URL: https://www.REDACTED.edu
Parsing URL... host www.REDACTED.edu, port 443
* Connecting on page... done in 0.223 ms
SSL connection using ECDHE-RSA-AES256-GCM-SHA384
--------------------------------------
# of Requests: 500
Slowest Time: 0.683 ms
Fastest Time: 0.005 ms
Mean Time: 0.009322 ms
Median Time: 0.007 ms
Smallest Response (Size in Bytes): 70792
Largest Response (Size in Bytes): 70792
Percentage of requests that succeeded: 100%
Number of Failed Request with Status Code: 3xx = 0, 4xx = 0, other = 0
REDACTED University's website's mean time was fairly fast. Maybe because I live next to their servers.
$ ./httprofile -p 500 -u https://google.com
URL: https://google.com
Parsing URL... host google.com, port 443
* Connecting on page... done in 0.304 ms
SSL connection using ECDHE-RSA-CHACHA20-POLY1305
--------------------------------------
# of Requests: 500
Slowest Time: 0.292 ms
Fastest Time: 0.005 ms
Mean Time: 0.012434 ms
Median Time: 0.01 ms
Smallest Response (Size in Bytes): 760
Largest Response (Size in Bytes): 760
Percentage of requests that succeeded: 0%
Number of Failed Request with Status Code: 3xx = 500, 4xx = 0, other = 0
Above, you can see that all the requests were receiving 3xx
status codes. To find where the site wants you to redirect, we can remove --profile
to print the response.
$ ./httprofile -u https://google.com
URL: https://google.com
Parsing URL... host google.com, port 443
* Connecting on page... done in 0.218 ms
SSL connection using ECDHE-RSA-CHACHA20-POLY1305
Loading... done in 0.187 ms with 760 bytes
Verifying header... status code 301
--------------------------------------
HTTP/1.0 301 Moved Permanently
Location: https://www.google.com/
Content-Type: text/html; charset=UTF-8
Date: Mon, 19 Oct 2020 04:48:23 GMT
Expires: Wed, 18 Nov 2020 04:48:23 GMT
Cache-Control: public, max-age=2592000
Server: gws
Content-Length: 220
X-XSS-Protection: 0
X-Frame-Options: SAMEORIGIN
Alt-Svc: h3-Q050=":443"; ma=2592000,h3-29=":443"; ma=2592000,h3-27=":443"; ma=2592000,h3-T051=":443"; ma=2592000,h3-T050=":443"; ma=2592000,h3-Q046=":443"; ma=2592000,h3-Q043=":443"; ma=2592000,quic=":443"; ma=2592000; v="46,43"

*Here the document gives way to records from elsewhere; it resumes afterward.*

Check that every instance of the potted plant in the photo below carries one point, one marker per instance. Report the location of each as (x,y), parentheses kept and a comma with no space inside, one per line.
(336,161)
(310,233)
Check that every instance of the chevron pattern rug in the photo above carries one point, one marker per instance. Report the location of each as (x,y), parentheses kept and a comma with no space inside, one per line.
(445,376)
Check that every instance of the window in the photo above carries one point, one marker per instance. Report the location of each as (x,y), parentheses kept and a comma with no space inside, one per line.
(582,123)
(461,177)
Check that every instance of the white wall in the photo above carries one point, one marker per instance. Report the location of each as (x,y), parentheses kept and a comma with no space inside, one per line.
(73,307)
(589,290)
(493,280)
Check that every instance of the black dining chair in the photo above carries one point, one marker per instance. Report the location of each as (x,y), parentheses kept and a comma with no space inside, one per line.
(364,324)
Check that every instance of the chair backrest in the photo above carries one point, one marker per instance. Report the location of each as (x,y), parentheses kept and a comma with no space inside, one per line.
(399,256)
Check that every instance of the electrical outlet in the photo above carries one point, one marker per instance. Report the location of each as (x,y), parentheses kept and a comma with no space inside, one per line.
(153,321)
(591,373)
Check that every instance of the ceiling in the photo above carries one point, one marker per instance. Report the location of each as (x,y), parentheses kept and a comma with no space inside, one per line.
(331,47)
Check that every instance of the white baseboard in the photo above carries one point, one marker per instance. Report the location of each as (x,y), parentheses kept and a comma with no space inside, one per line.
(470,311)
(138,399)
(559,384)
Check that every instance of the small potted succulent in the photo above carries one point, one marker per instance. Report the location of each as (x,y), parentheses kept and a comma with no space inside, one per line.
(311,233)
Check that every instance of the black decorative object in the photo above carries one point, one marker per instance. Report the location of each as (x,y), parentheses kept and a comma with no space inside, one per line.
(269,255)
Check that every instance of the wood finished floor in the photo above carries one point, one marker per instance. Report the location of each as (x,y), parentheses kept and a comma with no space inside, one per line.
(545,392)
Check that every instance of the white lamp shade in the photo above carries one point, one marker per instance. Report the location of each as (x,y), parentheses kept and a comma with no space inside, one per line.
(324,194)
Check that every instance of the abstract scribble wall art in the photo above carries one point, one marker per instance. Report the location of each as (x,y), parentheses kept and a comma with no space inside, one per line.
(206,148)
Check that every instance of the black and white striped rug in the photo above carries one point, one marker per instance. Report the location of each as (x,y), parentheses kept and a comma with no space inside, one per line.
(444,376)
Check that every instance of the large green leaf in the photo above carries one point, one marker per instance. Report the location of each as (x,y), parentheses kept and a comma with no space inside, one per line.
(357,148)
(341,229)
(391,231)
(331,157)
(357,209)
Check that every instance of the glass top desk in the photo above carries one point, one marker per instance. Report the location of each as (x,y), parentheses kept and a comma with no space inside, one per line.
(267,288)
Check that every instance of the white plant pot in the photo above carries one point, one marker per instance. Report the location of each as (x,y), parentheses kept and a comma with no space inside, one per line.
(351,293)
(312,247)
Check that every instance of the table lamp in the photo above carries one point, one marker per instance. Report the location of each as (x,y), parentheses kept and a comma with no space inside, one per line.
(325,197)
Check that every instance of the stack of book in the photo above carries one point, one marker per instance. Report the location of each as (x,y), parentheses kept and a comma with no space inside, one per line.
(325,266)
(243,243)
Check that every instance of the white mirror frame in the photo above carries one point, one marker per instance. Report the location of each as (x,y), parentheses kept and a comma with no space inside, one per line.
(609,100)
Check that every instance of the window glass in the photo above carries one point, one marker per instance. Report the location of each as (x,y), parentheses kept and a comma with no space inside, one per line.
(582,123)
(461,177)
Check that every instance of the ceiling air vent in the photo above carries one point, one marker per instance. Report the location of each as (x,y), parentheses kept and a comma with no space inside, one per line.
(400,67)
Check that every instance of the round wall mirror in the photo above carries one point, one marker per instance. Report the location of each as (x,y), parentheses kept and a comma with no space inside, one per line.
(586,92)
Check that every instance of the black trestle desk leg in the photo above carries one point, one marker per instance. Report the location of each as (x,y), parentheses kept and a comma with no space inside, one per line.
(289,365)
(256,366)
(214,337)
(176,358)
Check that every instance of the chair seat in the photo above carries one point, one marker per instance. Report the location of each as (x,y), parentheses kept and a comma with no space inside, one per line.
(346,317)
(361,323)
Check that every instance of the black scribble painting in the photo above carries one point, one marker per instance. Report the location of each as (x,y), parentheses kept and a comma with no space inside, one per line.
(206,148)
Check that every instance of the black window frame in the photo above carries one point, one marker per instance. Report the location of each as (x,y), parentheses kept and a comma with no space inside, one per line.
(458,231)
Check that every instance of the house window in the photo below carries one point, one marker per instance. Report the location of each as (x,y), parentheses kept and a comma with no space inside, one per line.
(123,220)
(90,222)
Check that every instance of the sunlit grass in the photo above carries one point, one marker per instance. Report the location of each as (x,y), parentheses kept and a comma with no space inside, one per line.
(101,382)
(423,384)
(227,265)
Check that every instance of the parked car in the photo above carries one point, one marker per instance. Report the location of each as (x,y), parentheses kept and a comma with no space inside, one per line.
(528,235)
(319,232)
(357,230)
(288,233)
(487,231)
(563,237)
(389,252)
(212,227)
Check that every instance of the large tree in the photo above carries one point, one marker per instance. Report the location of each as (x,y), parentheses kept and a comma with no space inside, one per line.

<HTML><HEAD><meta http-equiv="content-type" content="text/html;charset=utf-8">
<TITLE>301 Moved</TITLE></HEAD><BODY>
<H1>301 Moved</H1>
The document has moved
<A HREF="https://www.google.com/">here</A>.
</BODY></HTML>
As you can see it is asking to redirect to www.google.com
.
$ ./httprofile -p 600 -u https://www.google.com
URL: https://www.google.com
Parsing URL... host www.google.com, port 443
* Connecting on page... done in 0.224 ms
SSL connection using ECDHE-RSA-CHACHA20-POLY1305
--------------------------------------
# of Requests: 500
Slowest Time: 0.564 ms
Fastest Time: 0.006 ms
Mean Time: 0.00909 ms
Median Time: 0.007 ms
Smallest Response (Size in Bytes): 13760
Largest Response (Size in Bytes): 13760
Percentage of requests that succeeded: 100%
Number of Failed Request with Status Code: 3xx = 0, 4xx = 0, other = 0
For fun I sent a lot of requests to https://www.google.com:
URL: https://www.google.com
Parsing URL... host www.google.com, port 443
* Connecting on page... done in 0.203 ms
--------------------------------------
# of Requests: 10000
Slowest Time: 2.687 ms
Fastest Time: 0.024 ms
Mean Time: 0.0451914 ms
Median Time: 0.03 ms
Smallest Response (Size in Bytes): 14493
Largest Response (Size in Bytes): 15362
Percentage of requests that succeeded: 99.98%
Number of Failed Request with Status Code: 3xx = 0, 4xx = 0, other = 2
So, I noticed that my program's connection would cut off if I try to do very large number of requests, and then my program would receive a SIGPIPE. So what I do is reopen the connection when this happens, however I still lose some requests because I don't receive the SIGPIPE until after I've already sent some requests. This is why my success rate isn't 100% for 10000 requests to google. So far I think the only other way of handling this would be to use timeouts.